Molecular and cellular adaptations in signal transduction pathways following ethanol exposure.

The purpose of this review is to provide an overview of the acute actions of ethanol on signal transduction, as well as a selective consideration of some of the long-term adaptive changes in signal transduction pathways that may underlie clinical manifestations of ethanol dependence, tolerance, withdrawal, and addiction.

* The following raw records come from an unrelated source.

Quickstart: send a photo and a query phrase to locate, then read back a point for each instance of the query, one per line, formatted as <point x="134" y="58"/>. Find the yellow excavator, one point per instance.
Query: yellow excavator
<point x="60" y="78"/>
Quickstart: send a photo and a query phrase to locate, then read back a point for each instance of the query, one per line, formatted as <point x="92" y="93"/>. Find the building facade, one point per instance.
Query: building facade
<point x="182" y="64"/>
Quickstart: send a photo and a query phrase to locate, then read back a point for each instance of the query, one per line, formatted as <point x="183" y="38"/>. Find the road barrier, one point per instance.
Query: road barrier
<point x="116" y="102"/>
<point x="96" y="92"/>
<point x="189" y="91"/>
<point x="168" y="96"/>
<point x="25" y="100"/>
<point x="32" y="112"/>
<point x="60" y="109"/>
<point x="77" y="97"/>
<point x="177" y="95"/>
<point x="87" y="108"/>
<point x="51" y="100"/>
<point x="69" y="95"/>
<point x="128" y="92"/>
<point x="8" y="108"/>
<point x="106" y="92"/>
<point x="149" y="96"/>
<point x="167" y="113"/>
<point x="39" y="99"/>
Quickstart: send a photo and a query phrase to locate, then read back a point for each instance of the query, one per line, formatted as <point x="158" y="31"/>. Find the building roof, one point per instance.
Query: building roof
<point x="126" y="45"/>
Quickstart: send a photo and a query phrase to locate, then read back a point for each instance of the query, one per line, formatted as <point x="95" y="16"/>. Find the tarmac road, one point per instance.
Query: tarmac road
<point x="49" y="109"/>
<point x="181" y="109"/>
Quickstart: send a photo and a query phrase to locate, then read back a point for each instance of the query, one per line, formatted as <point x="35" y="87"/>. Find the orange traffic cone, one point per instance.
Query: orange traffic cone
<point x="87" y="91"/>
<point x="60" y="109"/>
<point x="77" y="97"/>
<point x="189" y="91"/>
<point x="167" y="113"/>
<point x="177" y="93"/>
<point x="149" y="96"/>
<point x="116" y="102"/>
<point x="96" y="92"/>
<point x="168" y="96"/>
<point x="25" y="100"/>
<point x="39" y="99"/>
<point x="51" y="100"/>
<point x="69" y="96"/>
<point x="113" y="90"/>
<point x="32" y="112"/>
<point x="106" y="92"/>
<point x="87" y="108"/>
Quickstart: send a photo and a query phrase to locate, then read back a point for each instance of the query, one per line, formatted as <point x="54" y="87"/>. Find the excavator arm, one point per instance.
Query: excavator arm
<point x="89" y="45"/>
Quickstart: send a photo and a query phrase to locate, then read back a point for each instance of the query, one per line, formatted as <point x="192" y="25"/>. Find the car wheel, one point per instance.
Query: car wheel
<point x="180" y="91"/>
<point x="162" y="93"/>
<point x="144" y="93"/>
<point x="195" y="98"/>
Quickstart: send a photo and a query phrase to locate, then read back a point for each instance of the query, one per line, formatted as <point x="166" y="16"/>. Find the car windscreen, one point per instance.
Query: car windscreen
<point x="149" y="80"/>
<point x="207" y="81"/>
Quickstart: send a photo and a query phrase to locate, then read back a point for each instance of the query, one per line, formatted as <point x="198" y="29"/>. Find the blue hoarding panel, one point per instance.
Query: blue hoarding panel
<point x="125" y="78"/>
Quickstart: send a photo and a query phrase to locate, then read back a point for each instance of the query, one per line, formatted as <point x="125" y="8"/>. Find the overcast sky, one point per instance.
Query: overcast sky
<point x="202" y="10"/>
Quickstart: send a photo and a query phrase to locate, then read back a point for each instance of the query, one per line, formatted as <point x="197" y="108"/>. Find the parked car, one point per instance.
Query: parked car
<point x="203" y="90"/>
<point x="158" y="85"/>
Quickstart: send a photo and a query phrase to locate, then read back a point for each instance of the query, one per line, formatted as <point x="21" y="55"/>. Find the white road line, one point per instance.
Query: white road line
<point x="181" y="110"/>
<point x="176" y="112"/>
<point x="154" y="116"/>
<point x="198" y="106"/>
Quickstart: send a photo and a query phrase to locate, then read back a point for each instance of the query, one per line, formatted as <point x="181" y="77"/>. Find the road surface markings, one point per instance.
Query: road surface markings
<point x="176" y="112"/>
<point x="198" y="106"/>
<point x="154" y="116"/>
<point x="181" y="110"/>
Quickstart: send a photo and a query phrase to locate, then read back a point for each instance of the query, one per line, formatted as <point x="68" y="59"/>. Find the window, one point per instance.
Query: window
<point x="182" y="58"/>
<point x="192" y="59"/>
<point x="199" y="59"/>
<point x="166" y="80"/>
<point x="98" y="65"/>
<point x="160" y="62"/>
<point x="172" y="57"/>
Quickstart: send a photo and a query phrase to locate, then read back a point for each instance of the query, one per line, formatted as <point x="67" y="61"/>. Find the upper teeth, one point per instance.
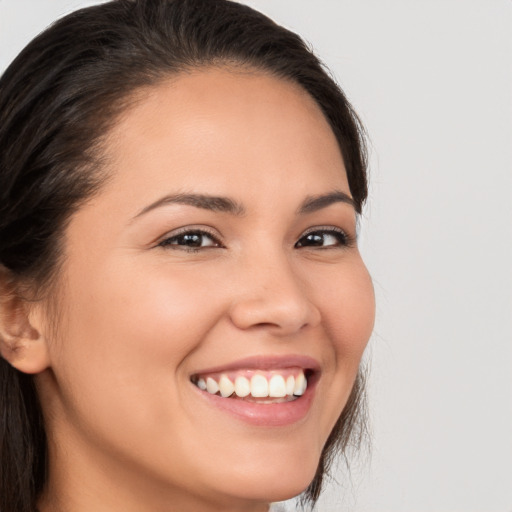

The acute intoxicating effects of ethanol have been widely attributed to its ability to block voltage-gated Ca2+ and Na+ channels and N-methyl-D-aspartate glutamate receptor cation channels, and to facilitate GABAA receptor Cl- channels. Adaptive changes in these same proteins following chronic ethanol exposure may contribute to physical and psychological signs of ethanol dependence and withdrawal. Ethanol, as with other drugs of abuse, also acutely activates the mesolimbic dopamine pathway, an effect which likely accounts, at least in part, for ethanol's acute reinforcing properties. Studies directed at unraveling the biochemical and molecular basis of ethanol's acute and chronic actions may lead to the development of novel pharmacotherapeutics that mitigate aspects of acute ethanol intoxication and, more importantly, treat the effects of withdrawal and addiction (craving) associated with long-term ethanol abuse.